To: pulkit, #hg-reviewers
Cc: jeffpc, yuja, mercurial-devel
phabricator - June 15, 2018, 12:59 a.m.
jeffpc added a comment.


  In https://phab.mercurial-scm.org/D2945#58586, @pulkit wrote:
  
  > There is a suggestion from @jeffpc to have a plain text header in statefiles like `HGStateFile` so that user can grep for them or look into files and know that they are state files.
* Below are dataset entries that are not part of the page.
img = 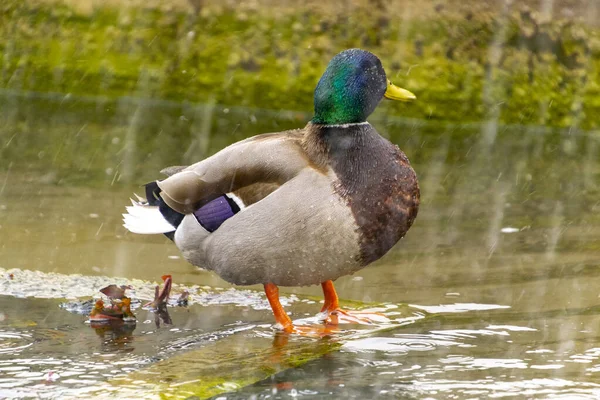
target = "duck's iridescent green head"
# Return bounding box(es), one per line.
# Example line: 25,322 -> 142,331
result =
312,49 -> 415,125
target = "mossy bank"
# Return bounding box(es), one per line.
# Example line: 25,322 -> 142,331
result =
2,0 -> 600,129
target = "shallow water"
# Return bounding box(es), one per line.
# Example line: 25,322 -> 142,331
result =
1,92 -> 600,398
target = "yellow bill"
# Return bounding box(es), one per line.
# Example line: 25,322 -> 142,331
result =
384,79 -> 416,102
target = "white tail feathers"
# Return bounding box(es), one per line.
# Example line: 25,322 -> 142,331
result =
123,197 -> 176,234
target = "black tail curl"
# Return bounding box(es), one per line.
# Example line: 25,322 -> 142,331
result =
145,181 -> 184,241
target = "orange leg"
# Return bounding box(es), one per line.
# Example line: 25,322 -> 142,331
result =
265,283 -> 338,337
321,280 -> 340,312
319,280 -> 389,325
264,283 -> 293,333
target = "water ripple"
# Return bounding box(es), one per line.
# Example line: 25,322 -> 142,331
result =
407,378 -> 600,399
410,303 -> 511,313
342,333 -> 463,353
0,331 -> 34,355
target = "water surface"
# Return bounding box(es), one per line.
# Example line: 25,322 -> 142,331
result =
1,92 -> 600,398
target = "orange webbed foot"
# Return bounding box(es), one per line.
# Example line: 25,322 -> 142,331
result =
265,283 -> 340,338
281,323 -> 339,338
264,281 -> 388,339
318,308 -> 390,325
319,280 -> 390,326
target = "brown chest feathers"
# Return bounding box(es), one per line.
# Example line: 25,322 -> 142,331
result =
304,123 -> 420,265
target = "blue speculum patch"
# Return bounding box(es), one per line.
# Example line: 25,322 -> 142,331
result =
193,195 -> 240,232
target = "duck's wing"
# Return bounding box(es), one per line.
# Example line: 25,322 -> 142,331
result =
160,169 -> 279,207
157,130 -> 309,214
160,165 -> 189,177
232,182 -> 280,206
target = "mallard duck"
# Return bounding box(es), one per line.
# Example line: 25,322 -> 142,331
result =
124,48 -> 420,333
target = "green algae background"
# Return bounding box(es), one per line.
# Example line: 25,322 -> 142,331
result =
2,0 -> 599,129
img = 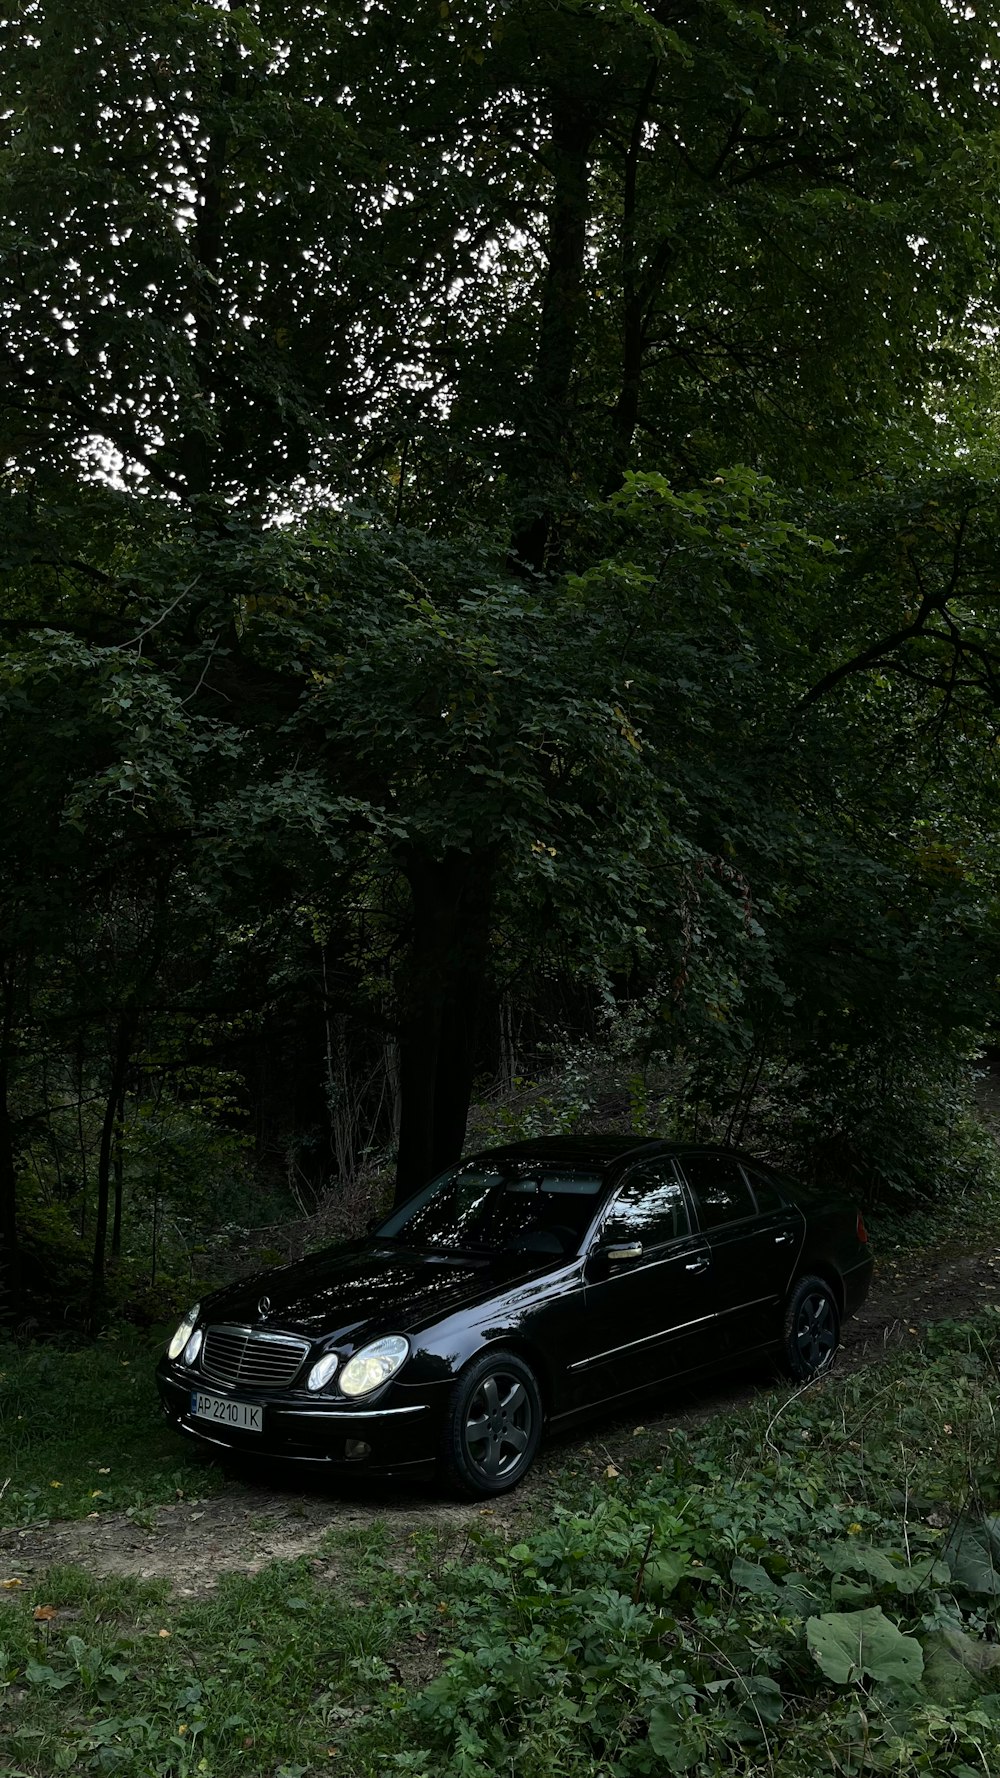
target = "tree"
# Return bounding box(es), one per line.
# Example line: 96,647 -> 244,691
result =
3,1 -> 1000,1291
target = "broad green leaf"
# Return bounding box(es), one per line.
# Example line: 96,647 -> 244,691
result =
941,1517 -> 1000,1594
922,1629 -> 1000,1704
806,1608 -> 924,1688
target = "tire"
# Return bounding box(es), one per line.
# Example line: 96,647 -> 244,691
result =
781,1275 -> 840,1380
440,1348 -> 543,1498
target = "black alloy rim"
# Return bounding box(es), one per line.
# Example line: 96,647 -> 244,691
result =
795,1291 -> 837,1372
463,1370 -> 533,1481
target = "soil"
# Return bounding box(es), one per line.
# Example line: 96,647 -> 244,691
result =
1,1237 -> 995,1600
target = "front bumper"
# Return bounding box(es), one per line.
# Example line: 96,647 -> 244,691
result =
155,1358 -> 448,1474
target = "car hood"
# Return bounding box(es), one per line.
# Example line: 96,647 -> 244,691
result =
201,1240 -> 563,1346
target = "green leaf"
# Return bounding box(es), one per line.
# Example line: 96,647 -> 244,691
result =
941,1516 -> 1000,1594
806,1607 -> 924,1688
731,1556 -> 780,1595
647,1703 -> 700,1773
922,1629 -> 1000,1704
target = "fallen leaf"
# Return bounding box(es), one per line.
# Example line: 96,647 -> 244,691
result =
632,1426 -> 646,1436
158,1629 -> 172,1639
605,1464 -> 620,1479
34,1605 -> 58,1621
1,1578 -> 24,1589
98,1468 -> 111,1475
49,1481 -> 62,1489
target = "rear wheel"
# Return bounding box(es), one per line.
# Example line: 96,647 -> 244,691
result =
440,1349 -> 542,1498
781,1275 -> 840,1380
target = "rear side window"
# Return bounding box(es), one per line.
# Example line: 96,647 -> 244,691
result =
741,1167 -> 787,1213
601,1162 -> 690,1248
680,1155 -> 756,1230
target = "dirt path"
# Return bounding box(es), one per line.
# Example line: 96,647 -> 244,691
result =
1,1240 -> 994,1598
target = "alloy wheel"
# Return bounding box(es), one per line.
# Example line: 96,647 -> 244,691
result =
795,1290 -> 837,1373
462,1370 -> 534,1482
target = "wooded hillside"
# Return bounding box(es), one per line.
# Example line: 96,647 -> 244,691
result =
3,0 -> 1000,1326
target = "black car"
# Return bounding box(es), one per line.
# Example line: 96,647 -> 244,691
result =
156,1139 -> 873,1497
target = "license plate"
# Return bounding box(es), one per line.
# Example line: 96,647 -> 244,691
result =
190,1390 -> 262,1433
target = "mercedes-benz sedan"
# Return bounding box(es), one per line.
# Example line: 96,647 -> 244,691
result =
156,1138 -> 873,1496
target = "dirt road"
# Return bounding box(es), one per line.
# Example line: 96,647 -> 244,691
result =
1,1239 -> 992,1597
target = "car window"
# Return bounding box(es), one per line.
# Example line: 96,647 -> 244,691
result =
379,1162 -> 605,1254
741,1166 -> 786,1213
600,1162 -> 690,1248
679,1155 -> 757,1230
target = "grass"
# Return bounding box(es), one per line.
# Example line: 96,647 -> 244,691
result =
6,1171 -> 1000,1777
5,1319 -> 1000,1775
1,1536 -> 416,1778
0,1325 -> 228,1530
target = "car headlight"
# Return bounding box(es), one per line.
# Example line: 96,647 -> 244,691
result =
306,1353 -> 340,1393
167,1304 -> 200,1361
340,1335 -> 409,1397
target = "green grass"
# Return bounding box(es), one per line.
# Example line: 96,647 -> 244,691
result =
349,1315 -> 1000,1778
0,1326 -> 227,1529
0,1538 -> 414,1778
6,1321 -> 1000,1775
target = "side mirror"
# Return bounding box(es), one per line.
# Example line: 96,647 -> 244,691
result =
605,1242 -> 643,1263
587,1238 -> 643,1279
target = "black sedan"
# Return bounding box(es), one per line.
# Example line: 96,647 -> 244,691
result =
156,1138 -> 873,1497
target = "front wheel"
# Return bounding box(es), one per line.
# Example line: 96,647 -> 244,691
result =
781,1275 -> 840,1380
440,1349 -> 542,1498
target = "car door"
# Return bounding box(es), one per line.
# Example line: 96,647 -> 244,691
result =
572,1160 -> 714,1410
677,1154 -> 802,1354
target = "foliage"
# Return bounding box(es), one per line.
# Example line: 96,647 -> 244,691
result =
349,1316 -> 1000,1778
3,0 -> 1000,1306
0,1541 -> 411,1778
0,1327 -> 225,1529
6,1321 -> 1000,1776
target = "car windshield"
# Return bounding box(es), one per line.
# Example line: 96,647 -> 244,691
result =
376,1161 -> 605,1257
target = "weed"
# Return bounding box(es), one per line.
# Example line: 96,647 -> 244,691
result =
350,1318 -> 1000,1778
0,1326 -> 226,1529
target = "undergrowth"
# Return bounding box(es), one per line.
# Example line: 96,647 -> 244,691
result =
352,1313 -> 1000,1778
0,1326 -> 226,1530
5,1320 -> 1000,1774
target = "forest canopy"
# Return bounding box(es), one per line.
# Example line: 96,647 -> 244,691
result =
2,0 -> 1000,1326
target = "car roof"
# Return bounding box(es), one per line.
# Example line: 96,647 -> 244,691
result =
470,1136 -> 766,1171
471,1136 -> 661,1168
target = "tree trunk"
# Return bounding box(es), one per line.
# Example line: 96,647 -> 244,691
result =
89,1013 -> 134,1328
0,958 -> 20,1324
602,61 -> 668,496
394,849 -> 495,1203
110,1079 -> 126,1261
508,97 -> 596,572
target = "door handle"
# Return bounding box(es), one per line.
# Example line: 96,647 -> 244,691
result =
774,1233 -> 794,1245
685,1257 -> 709,1273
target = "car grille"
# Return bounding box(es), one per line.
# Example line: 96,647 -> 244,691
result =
200,1325 -> 309,1390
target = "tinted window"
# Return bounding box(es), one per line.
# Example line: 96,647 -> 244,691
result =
742,1167 -> 786,1213
379,1162 -> 604,1253
680,1155 -> 756,1230
601,1163 -> 690,1247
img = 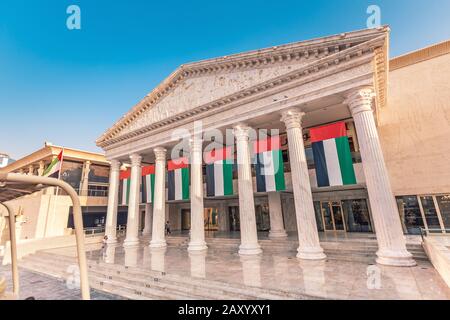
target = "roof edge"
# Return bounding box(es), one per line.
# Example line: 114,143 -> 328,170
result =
390,39 -> 450,71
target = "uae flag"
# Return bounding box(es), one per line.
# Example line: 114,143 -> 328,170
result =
118,169 -> 131,206
141,165 -> 155,203
254,136 -> 286,192
205,146 -> 234,197
168,158 -> 189,201
310,122 -> 357,187
43,150 -> 63,178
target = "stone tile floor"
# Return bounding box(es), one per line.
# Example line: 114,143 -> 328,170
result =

How does that sound?
  >  (@jeffpc I am not sure I explained this correctly, it will be great if you can chime in.)
  
  
  I don't really care about the actual string value, I just think it is a good storage design practice to have every on-disk structure contain a magic value of some sort.  (Beware, I have a storage background and therefore opinions about these things... ;) )  This makes it easier to do all sort of data recovery should the need arise.  E.g.,
  
  - if you know that a random file (e.g., from lost+found) is a hg state file, you can ignore/delete it and just reclone your repos
  - hg can detect some corruption better, and depending on the state file regenerate it or error out
  - hg developers can more easily sort out what's what when looking at buffers/files/etc.
  - as an added bonus, the magic can be used for format versioning
  
  FWIW, the three major things that I consider essential to good on-disk structures:
  
  1. magic numbers - see above
  2. checksums - possibly two checksums: one for the header and one for the payload
  3. back-pointers - see below
  
  Back-pointers allow you to tie the file/buffer into the bigger context - be it which state file it is, or which repository it belongs to.  In this case a state file's back-pointer could be something like the repo-id + state-file-name stored in the state file's header.  (I realize that there is no repo-id, but in general some approximation of it tends to be better than nothing.)  This should make it painfully obvious what data one is dealing with and how to parse/interpret it just by looking at the byte-stream without any other context.

REPOSITORY
  rHG Mercurial

REVISION DETAIL
  https://phab.mercurial-scm.org/D2945

To: pulkit, #hg-reviewers
Cc: jeffpc, yuja, mercurial-devel

Patch

diff --git a/mercurial/state.py b/mercurial/state.py
--- a/mercurial/state.py
+++ b/mercurial/state.py
@@ -51,6 +51,7 @@ 
             self.opts = {}
         else:
             self.opts = opts
+        self.opts['magicheader'] = 'HGStateFile'
 
     def __nonzero__(self):
         return self.exists()